Hollywood movie fuels local economy

E. Bennett Walsh was Grand County’s largest employer while his production crew was in town earlier this month filming “After Earth.”

To say Walsh, executive producer of the M. Knight Shymalan film starring Will and Jaden Smith, had an economic impact on Moab is an understatement.

First of all, he brought 480 crew members to Moab.

Secondly, he spent more than $400,000 at 20 hotels to house the crew and then paid each of the crew members an additional $60 per diem to spend while in town.

He also hired 130 locals to work as extras in the film and to assist with construction and security.

Not bad.

And Walsh was happy to be here.

“What is hard for us is to find a place that could support us,” Walsh said. “The city really understood and supported us.”

Filming began May 31 and wrapped up June 6. Some crew members arrived April 18 and will be in town through June 18.

“After Earth” is an original story that stars father and son duo Will and Jaden Smith. The Moab landscape served as the backdrop for Nova Prime, a fictional planet that in the film was colonized after Earth could no longer support human life.

Things get interesting when father and son leave Nova Prime and crash on an Earth that has had a millennium of no human life.

The production crew filmed some scenes at Fossil Point (where the final scene of “Thelma and Louise” took place years ago) and some at the Green River Overlook in Canyonlands National Park.

But much of the production was on land owned by Intrepid Potash at the end of Highway 279.

“The advantage of working with Potash was that we were able to do things we can’t do with BLM or a national park,” Walsh said. “They were great. It was colossal. We built roads. There were explosions.”

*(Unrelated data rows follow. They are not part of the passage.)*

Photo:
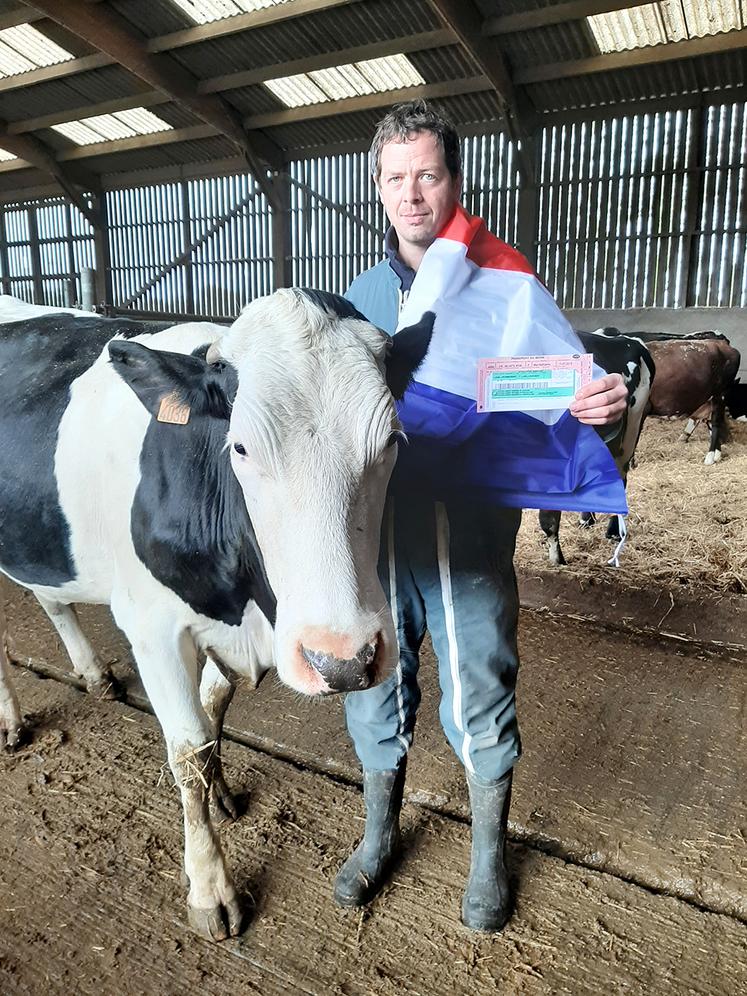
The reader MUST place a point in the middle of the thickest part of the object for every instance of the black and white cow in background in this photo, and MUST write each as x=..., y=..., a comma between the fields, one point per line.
x=614, y=353
x=135, y=473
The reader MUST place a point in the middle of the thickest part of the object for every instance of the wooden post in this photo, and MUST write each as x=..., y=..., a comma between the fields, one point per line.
x=104, y=297
x=529, y=205
x=282, y=269
x=71, y=295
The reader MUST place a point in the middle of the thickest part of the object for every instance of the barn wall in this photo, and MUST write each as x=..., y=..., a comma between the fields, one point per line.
x=636, y=210
x=731, y=322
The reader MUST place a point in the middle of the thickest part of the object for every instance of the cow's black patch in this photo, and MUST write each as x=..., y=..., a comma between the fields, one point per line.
x=189, y=522
x=333, y=304
x=39, y=360
x=616, y=352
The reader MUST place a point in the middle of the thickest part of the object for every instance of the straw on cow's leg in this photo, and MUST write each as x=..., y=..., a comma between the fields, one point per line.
x=11, y=723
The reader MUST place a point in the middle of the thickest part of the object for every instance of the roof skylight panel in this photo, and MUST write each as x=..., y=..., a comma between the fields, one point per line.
x=206, y=11
x=666, y=21
x=393, y=72
x=296, y=91
x=342, y=81
x=109, y=127
x=24, y=48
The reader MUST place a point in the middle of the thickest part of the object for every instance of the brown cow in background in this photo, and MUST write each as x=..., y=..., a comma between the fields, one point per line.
x=693, y=377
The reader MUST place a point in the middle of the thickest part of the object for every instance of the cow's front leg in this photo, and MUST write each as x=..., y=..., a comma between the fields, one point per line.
x=169, y=670
x=550, y=526
x=217, y=688
x=98, y=678
x=11, y=724
x=213, y=903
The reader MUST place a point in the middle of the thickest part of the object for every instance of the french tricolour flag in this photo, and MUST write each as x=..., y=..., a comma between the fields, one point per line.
x=489, y=303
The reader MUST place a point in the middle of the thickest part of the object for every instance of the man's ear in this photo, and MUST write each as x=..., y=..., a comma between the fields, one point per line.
x=406, y=352
x=188, y=381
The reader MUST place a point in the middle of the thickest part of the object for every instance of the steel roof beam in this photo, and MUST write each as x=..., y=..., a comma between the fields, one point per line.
x=107, y=31
x=464, y=19
x=29, y=149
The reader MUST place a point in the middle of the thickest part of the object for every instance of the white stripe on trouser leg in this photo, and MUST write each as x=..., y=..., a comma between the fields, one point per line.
x=444, y=571
x=614, y=560
x=404, y=740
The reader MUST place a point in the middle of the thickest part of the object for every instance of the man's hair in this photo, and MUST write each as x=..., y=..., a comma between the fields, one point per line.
x=406, y=120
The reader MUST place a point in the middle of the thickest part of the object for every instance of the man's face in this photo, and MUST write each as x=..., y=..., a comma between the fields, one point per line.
x=417, y=190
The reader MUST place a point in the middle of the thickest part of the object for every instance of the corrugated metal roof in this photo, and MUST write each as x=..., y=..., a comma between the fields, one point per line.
x=324, y=31
x=152, y=17
x=359, y=127
x=164, y=155
x=73, y=92
x=351, y=26
x=667, y=79
x=449, y=63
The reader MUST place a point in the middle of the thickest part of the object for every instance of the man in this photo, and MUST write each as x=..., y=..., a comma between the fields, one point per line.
x=445, y=564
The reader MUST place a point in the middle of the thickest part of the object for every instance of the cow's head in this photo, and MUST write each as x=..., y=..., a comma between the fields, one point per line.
x=312, y=440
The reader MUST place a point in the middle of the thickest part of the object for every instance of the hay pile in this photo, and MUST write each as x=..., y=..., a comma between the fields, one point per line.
x=688, y=522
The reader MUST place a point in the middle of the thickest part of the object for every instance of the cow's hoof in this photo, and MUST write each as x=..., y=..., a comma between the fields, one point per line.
x=218, y=923
x=12, y=736
x=106, y=687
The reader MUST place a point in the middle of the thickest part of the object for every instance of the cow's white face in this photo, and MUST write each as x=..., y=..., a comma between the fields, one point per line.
x=313, y=440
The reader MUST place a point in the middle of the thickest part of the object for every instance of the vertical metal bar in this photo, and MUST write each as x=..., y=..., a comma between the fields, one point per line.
x=36, y=274
x=186, y=240
x=695, y=201
x=7, y=286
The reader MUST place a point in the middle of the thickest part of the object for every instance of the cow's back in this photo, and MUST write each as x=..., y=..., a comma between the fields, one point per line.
x=690, y=373
x=40, y=358
x=69, y=464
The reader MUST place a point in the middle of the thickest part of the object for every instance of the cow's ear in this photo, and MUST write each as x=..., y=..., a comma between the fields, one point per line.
x=159, y=377
x=406, y=352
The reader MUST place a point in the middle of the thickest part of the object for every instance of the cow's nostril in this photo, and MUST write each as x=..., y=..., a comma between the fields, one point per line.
x=344, y=674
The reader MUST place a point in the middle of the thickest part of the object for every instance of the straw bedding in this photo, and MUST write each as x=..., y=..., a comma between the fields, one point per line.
x=687, y=522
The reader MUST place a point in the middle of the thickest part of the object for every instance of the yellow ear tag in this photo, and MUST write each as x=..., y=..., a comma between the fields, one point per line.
x=172, y=410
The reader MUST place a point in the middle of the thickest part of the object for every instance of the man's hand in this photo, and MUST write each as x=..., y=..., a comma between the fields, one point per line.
x=602, y=401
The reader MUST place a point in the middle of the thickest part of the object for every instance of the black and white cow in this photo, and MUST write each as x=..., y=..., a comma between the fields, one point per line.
x=135, y=473
x=614, y=353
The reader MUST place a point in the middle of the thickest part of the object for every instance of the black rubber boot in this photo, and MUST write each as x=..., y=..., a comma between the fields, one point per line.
x=365, y=871
x=486, y=904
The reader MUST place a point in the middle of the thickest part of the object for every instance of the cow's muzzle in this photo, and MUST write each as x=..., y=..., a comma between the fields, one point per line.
x=351, y=674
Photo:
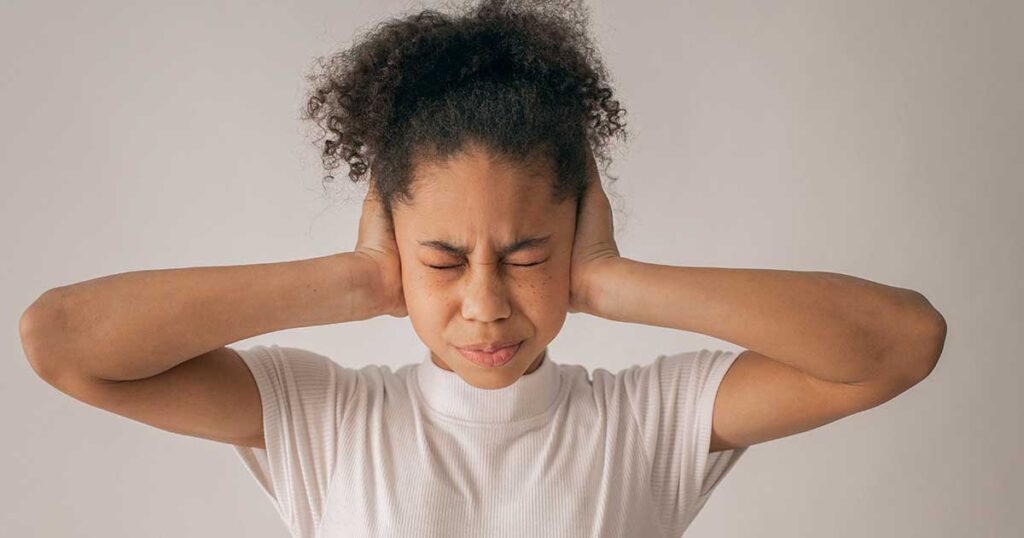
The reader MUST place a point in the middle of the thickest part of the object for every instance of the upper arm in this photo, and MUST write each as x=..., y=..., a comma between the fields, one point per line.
x=761, y=399
x=213, y=396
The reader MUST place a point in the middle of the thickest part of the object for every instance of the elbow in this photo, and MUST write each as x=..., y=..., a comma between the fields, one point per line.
x=922, y=339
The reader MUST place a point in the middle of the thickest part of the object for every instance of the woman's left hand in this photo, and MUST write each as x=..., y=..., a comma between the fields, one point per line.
x=594, y=244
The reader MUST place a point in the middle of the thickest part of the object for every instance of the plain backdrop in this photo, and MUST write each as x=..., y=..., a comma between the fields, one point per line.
x=877, y=138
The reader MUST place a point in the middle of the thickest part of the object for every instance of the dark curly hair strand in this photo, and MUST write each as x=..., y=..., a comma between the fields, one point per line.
x=520, y=77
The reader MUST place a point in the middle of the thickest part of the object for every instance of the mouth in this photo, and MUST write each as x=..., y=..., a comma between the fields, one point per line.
x=493, y=359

The Hollywood crew also worked with the Grand County School District.

The last day of shooting was in the Grand County Middle School auto shop and gymnasium for a training sequence with Jaden Smith where Smith is in “the training booth” and gives the history of Nova Prime.

“It is the first 10 minutes of the movie where we intercut between the landscape and him telling us about Nova Prime,” Walsh said. “It is very similar to the beginning of ‘Casablanca’ where you’re setting up the world. We’re setting up the world in 10 minutes.”

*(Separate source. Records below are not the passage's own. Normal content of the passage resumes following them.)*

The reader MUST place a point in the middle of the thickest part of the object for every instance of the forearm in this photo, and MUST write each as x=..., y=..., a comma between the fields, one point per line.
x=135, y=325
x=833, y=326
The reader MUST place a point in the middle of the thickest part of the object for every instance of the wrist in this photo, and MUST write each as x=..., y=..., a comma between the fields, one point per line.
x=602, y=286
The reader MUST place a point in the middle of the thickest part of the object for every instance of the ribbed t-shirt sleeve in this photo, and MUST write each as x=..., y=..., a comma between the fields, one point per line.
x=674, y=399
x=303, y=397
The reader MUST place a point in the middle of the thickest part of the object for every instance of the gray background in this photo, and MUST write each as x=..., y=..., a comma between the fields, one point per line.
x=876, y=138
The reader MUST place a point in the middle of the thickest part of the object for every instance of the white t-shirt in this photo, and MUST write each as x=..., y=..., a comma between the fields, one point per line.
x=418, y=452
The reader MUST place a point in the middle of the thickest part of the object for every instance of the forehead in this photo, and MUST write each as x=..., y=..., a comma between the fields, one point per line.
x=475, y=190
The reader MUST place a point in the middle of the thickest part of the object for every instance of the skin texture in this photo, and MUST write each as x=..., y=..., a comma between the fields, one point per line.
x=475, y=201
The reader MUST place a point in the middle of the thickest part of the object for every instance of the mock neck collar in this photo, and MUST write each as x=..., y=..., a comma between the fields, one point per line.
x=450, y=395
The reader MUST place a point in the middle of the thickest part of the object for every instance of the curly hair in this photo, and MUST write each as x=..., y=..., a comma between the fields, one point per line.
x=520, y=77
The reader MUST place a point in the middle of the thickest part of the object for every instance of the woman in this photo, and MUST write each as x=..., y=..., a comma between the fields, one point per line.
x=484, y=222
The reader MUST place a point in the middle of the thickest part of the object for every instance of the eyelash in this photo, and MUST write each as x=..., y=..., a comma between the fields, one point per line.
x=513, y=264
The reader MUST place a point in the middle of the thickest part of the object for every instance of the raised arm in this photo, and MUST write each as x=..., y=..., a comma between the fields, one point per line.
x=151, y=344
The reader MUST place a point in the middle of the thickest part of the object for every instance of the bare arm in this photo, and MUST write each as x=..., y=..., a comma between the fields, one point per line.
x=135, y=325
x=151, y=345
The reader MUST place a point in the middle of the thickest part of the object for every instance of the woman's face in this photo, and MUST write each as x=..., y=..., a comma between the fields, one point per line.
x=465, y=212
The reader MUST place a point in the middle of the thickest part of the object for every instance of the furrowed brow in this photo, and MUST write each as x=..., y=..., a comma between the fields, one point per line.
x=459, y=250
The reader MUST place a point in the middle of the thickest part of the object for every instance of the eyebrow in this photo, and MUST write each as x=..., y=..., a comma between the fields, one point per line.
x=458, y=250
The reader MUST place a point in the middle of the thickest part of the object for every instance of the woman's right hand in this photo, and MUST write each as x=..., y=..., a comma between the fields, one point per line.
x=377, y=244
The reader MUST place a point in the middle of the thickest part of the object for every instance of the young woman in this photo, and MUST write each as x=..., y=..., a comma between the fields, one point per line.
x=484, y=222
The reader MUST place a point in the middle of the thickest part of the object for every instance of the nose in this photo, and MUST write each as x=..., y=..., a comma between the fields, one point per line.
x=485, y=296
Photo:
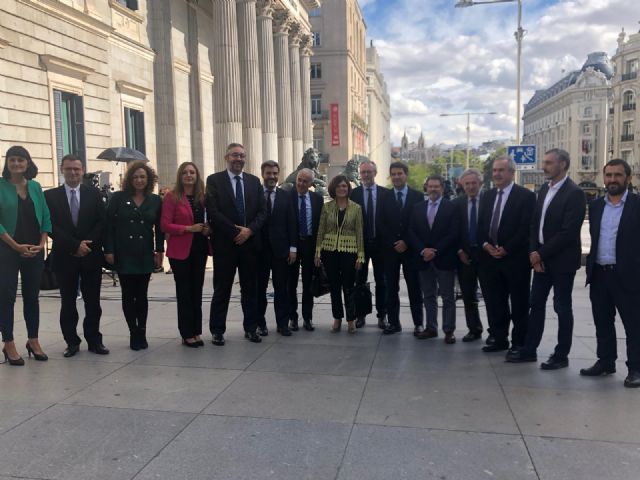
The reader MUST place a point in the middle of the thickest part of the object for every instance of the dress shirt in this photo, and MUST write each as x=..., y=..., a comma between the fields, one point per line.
x=606, y=254
x=553, y=189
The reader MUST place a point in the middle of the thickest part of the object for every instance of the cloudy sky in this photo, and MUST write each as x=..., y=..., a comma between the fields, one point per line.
x=437, y=58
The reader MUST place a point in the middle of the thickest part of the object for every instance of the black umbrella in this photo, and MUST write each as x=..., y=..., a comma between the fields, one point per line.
x=122, y=154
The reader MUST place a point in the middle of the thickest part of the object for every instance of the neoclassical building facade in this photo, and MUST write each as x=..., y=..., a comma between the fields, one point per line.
x=176, y=79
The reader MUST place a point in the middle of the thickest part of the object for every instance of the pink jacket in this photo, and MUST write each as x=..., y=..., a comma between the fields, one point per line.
x=173, y=221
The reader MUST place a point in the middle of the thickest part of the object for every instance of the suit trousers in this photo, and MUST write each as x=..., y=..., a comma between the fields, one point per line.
x=90, y=280
x=30, y=274
x=278, y=267
x=393, y=262
x=468, y=280
x=188, y=275
x=304, y=261
x=242, y=258
x=434, y=282
x=562, y=284
x=607, y=296
x=373, y=251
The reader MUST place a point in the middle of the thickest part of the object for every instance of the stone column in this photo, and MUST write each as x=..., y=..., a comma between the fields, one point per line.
x=227, y=105
x=267, y=80
x=296, y=95
x=305, y=86
x=250, y=79
x=282, y=23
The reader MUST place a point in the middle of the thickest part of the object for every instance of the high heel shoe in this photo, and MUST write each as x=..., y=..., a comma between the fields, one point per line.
x=41, y=357
x=18, y=362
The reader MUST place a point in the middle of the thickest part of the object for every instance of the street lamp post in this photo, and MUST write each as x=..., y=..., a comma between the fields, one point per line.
x=468, y=115
x=519, y=34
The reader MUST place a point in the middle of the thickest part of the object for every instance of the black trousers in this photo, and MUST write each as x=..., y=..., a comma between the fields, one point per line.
x=373, y=251
x=244, y=260
x=562, y=284
x=393, y=262
x=503, y=281
x=90, y=280
x=341, y=273
x=135, y=303
x=278, y=267
x=468, y=280
x=30, y=274
x=304, y=261
x=607, y=296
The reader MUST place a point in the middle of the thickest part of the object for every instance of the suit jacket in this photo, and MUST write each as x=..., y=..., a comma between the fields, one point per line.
x=627, y=251
x=280, y=231
x=396, y=220
x=67, y=237
x=223, y=214
x=358, y=196
x=317, y=203
x=513, y=232
x=442, y=235
x=563, y=219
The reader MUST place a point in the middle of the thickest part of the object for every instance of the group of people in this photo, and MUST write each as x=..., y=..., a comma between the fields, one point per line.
x=255, y=228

Walsh also leased office space in the Grand County Middle School Vocational Tech Building for six weeks, as well as space in the auto shop and wood shop for wardrobe and set construction.

The Grand County School District earned approximately $11,000 for six weeks of leasing space and three days of filming, said Grand County School District Superintendent Margaret Hopkin. The school district averages $8,000 a year in rentals.

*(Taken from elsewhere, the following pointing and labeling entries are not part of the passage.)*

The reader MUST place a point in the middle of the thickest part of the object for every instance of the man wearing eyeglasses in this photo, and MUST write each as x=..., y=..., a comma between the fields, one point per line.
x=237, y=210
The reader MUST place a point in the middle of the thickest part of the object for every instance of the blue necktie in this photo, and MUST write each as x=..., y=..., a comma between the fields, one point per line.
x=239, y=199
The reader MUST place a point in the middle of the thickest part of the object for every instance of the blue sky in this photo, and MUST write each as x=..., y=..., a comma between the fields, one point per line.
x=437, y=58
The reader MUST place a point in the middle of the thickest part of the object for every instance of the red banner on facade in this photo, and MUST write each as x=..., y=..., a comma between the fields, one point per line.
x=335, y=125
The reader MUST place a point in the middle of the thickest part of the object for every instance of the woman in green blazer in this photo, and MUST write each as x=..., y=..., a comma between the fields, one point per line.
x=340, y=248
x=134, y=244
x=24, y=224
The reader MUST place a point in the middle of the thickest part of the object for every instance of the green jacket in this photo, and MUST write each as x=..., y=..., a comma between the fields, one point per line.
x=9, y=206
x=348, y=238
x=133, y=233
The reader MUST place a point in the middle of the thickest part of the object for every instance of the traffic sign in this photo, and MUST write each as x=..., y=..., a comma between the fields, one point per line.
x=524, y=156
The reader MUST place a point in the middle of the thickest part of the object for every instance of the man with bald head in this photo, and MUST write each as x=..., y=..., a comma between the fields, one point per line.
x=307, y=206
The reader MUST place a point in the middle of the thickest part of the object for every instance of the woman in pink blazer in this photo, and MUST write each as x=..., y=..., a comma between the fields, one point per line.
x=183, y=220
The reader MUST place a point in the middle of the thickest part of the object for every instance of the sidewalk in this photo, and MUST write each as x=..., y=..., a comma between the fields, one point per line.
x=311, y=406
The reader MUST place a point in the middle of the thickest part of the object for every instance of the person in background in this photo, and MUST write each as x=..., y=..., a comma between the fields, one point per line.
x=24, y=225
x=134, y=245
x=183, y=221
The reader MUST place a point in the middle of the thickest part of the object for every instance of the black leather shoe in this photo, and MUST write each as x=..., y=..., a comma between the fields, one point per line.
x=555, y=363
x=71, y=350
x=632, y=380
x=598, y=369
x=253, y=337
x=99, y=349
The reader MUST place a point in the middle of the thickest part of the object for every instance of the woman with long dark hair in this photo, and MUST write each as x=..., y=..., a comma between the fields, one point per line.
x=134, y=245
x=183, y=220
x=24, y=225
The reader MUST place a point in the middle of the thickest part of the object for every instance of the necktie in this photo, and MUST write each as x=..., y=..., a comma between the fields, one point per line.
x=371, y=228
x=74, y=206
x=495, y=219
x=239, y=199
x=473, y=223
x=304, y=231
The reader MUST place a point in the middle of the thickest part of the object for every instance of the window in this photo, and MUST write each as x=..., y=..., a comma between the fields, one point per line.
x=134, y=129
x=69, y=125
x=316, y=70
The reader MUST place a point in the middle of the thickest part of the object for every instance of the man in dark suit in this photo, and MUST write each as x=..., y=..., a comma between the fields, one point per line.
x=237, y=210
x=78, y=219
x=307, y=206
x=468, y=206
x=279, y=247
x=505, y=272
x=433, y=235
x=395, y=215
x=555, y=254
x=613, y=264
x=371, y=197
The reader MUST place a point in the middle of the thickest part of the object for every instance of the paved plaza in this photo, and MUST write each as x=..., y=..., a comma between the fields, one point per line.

“We earned more in one rental than we usually earn in one year,” Hopkin said.

Filming in Moab marked the end of a long journey for the “After Earth” production crew. Crews filmed in Philadelphia, Costa Rica and Eureka, Calif., before arriving in Moab to create a collage of images that serve as a backdrop of Earth far in the future. Walsh said he only had a few more images to film in Iceland and Switzerland to completely create the scenery of a future Earth.

The film will be released June 7, 2013.

“It is a very intimate story, but we try to give it a grand canvas with the landscape,” Walsh said. “We came here for the landscape: The incentives were secondary.”

The Utah Film Commission has a Motion Picture Incentive Program to provide a financial incentive for production companies to spend money in the state. Productions spending a minimum of $200,000 can potentially receive a 15 percent cash rebate.

Large projects like “After Earth,” which may spend more than a million while in the state, can qualify for a 25 percent tax credit or cash rebate. There is a cap of $500,000 cash rebate per project, according to the Utah Film Commission.

For instance, “127 Hours,” which was filmed in the Moab area in 2010, earned a $2.8 million tax credit after putting nearly $14 million into the Utah economy and hiring 151 locals for 40 days, according to an article published in the Salt Lake Tribune in April 2010.

Another deciding factor to film in the Moab area for Walsh was the Moab to Monument Valley Film Commission, the oldest film commission in the United States.

“The infrastructure and precedence was clear. It is very easy to come here. You’re used to us. Hollywood films are very specific compared to other media. The support is here,” Walsh said.

George White, a local rancher, began working with Hollywood director John Ford in 1939 for the movie “Stagecoach.” In 1949, White established the Moab Film Commission as an offshoot of the Moab Chamber of Commerce, according to the Association of Film Commissions International. The commission became a model for others worldwide to provide a liaison that could coordinate local services and essential municipal and government services for shooting a production on location.

However, Tara Campbell Penner, director of the Moab to Monument Valley Film Commission, does far more than provide assistance during production. Her job begins much earlier to court production companies to come to Moab, which may take a year or more before a film is shot.

And as production companies consider Moab, it takes time to set up a large production. Walsh said he began visiting Moab a full year before he began filming and visited the area an additional six times before production.

Large projects like “After Earth” may have a high profile in town, but the film commission stays busy with one or two smaller projects any given week for still shots or small budget commercials.

“Most projects may have only 10 or 15 people and so they go unnoticed,” Penner said. “It is when big budget commercials or films come into town, when they see all the equipment … that is when the community begins to realize.”